Monday, January 12, 2009

Wishville, USA

I am living in Wishville right now. It's a place I go to in my head - there is a door in, but no door out. In Wishville, I am engaged in active daydreaming. I usually go there when I'm in front of the computer, making up alternate scenarios for my reality through research and endless tangential googling.

Sometimes, Wishville is about furniture or my immediate surroundings. Others, it's about a more disciplined yoga-ish meditation-filled lifestyle. Sometimes I'm an astrologer in Wishville. Sometimes, I'm a world traveler and adventurer extraordinaire.

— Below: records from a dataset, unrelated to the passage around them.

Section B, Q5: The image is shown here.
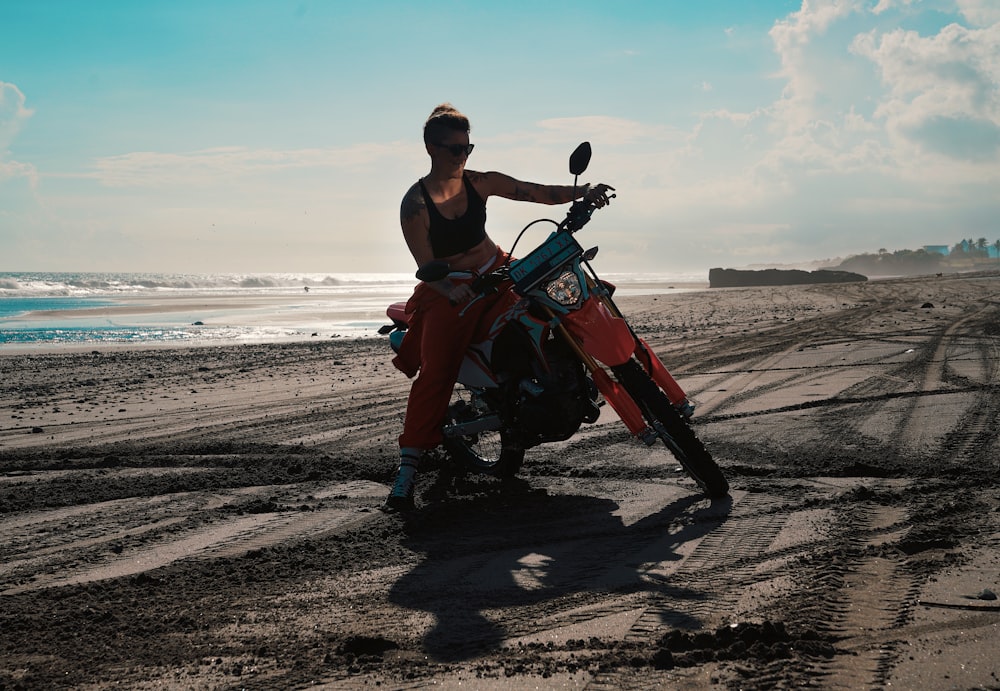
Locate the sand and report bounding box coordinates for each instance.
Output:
[0,273,1000,689]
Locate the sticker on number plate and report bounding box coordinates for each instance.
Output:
[510,232,583,294]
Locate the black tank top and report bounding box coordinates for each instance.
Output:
[418,173,486,259]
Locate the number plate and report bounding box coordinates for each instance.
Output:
[510,232,583,295]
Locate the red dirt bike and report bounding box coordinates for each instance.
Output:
[379,142,729,498]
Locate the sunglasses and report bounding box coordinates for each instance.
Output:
[434,144,476,156]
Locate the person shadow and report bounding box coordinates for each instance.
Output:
[389,483,732,662]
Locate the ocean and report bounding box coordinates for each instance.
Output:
[0,272,707,352]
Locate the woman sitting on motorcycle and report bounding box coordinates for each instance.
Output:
[383,103,613,511]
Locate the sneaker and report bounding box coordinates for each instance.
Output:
[381,464,417,513]
[674,398,694,420]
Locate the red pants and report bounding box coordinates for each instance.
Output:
[392,251,507,449]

Today, my Wishville is about becoming a teacher. Getting rid of the three credits between me and imminent career change. Figuring out the financial aid I'll need to make it happen.

Today, instead of engaging in my life of the present, I'm living inside the idea of "could."

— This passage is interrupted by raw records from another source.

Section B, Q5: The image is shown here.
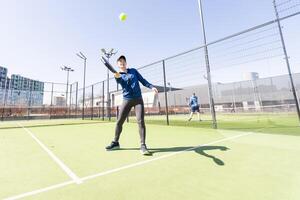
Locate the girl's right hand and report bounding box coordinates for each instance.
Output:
[114,72,121,78]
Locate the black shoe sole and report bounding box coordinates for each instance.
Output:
[105,146,120,151]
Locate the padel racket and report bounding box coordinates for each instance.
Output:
[101,56,117,74]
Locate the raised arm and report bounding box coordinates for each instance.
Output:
[136,70,153,89]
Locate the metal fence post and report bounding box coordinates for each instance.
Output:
[69,84,73,118]
[91,85,94,120]
[273,0,300,122]
[198,0,217,129]
[102,81,105,121]
[50,83,54,119]
[162,60,170,125]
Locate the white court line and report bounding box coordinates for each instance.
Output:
[4,132,253,200]
[18,123,82,184]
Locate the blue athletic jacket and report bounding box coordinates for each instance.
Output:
[189,96,198,107]
[116,68,153,100]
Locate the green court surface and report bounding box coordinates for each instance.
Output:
[0,116,300,200]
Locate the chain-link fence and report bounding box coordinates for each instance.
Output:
[0,0,300,127]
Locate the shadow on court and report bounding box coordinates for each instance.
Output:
[120,146,229,166]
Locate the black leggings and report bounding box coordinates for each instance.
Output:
[114,98,146,144]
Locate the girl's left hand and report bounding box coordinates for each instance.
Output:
[152,87,158,94]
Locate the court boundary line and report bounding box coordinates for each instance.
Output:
[18,123,82,184]
[4,132,254,200]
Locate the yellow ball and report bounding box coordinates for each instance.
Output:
[119,13,127,22]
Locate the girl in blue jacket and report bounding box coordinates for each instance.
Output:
[106,56,158,155]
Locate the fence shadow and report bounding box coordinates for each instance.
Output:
[120,146,229,166]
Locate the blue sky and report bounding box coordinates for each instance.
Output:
[0,0,300,87]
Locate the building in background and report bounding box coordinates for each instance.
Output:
[0,66,7,89]
[5,74,44,107]
[53,96,66,107]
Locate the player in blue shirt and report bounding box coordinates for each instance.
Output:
[188,93,201,121]
[106,56,158,155]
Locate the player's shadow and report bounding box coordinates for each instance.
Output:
[120,146,229,166]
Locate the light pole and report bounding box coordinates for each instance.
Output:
[101,49,117,121]
[61,66,74,107]
[76,52,87,119]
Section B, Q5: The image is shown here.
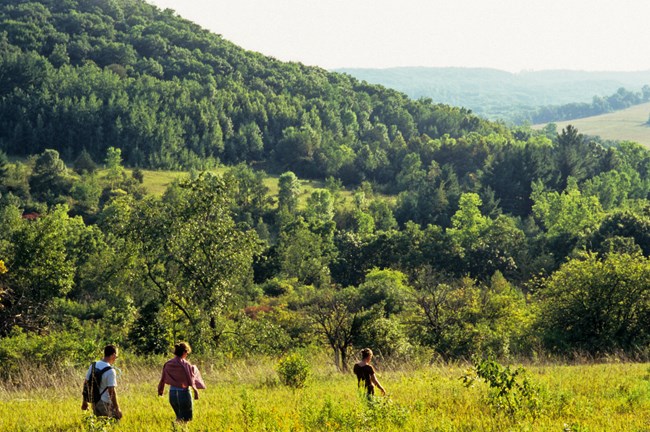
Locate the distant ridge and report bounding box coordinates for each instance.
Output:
[335,67,650,120]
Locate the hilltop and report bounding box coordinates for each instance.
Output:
[533,103,650,147]
[0,0,508,183]
[336,67,650,120]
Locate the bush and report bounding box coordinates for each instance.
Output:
[462,360,540,418]
[276,353,311,388]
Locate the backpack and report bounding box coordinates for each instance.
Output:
[83,362,111,403]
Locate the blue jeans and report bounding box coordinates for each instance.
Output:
[169,387,192,421]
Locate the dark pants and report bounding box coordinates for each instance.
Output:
[169,389,192,421]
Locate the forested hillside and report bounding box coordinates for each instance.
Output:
[337,67,650,124]
[0,0,505,182]
[0,0,650,379]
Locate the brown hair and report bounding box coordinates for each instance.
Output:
[174,342,192,357]
[104,345,117,357]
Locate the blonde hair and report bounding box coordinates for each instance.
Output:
[174,342,192,357]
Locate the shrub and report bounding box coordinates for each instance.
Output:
[462,360,540,418]
[276,353,311,388]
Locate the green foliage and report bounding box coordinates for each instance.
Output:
[462,360,541,418]
[29,149,70,204]
[276,353,311,388]
[538,253,650,355]
[125,174,260,343]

Tuesday, December 30, 2008

My Sister Mother

I live in K's old house that she used to share with, what is now, my family, too. We gathered as a tribe on Christmas Eve for tamales and white russians, exchanging and laughter. Children, children everywhere. It was joyful and strange, my skin still stretching to accommodate all the new love and my throat still swallowing all our histories, gone before.

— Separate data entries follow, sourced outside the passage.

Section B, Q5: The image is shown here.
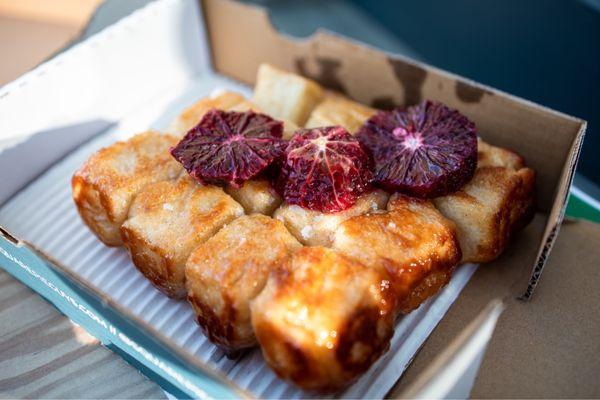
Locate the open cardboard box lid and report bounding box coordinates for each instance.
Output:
[0,0,600,396]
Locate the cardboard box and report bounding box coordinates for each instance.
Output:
[0,0,585,397]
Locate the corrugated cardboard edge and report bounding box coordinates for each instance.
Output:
[202,0,586,299]
[517,121,587,300]
[0,228,253,399]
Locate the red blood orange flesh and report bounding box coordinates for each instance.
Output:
[357,101,477,198]
[276,126,372,212]
[171,109,286,187]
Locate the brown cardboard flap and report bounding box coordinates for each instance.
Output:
[391,218,600,398]
[202,0,585,298]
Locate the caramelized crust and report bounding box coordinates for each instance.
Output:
[273,190,388,246]
[434,167,535,263]
[333,194,461,313]
[477,139,525,169]
[252,64,323,126]
[185,214,302,351]
[71,132,182,246]
[225,178,282,215]
[121,173,244,298]
[251,247,395,392]
[305,92,377,134]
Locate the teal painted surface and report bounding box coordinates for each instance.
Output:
[566,194,600,223]
[0,238,239,398]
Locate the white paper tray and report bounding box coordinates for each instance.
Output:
[0,0,476,398]
[0,78,476,398]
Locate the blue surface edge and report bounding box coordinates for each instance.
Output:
[0,235,240,399]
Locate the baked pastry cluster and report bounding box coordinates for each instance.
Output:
[72,64,535,392]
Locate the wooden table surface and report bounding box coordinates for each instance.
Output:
[0,269,166,399]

The lights and candles shone as we sat together on her piano bench that still lives in my dining room, sharing our thoughts and mutual admiration.

One time, at a party many moons ago, before I'd spent more than a handful of minutes with K, someone made a gossipy observation. It wasn't meant in an unkind way, but I became silent with defensiveness. I thought: "You can't talk that way about the mother of my boys!" It startled me, then.

I spent several years immersed in Orthodox Judaism. Someone used to say to me that "In Judaism, the Mother is everything." It was a sentiment I heard reflected in a Rosh Hashanah service some time later. The rabbi intoned that the men present were there for women: their mothers, their wives. At the time, I found it to be somewhat sexist. I thought: "Isn't that a classic move, we make you second class citizens, then tell you you're the reason we exist."

Now, I'm not so sure. I believe that the richness of my connection with K is greatly responsible for this integrated family life that is such a blessing to me, to my partner, to hers and to all our children. It feels as though the ancient wisdom of sisterhood informs my own tribal lore. And, while I do not pretend to know the exact alchemy that has produced my blessed luck, I like the idea that K and I have conspired together to be the architects of our family.

We are not the only participants, but it often feels as though we are the origin of the tribal life-force. I find myself mulling over the role of women in family personality. And, wondering if maybe the rabbi had a point.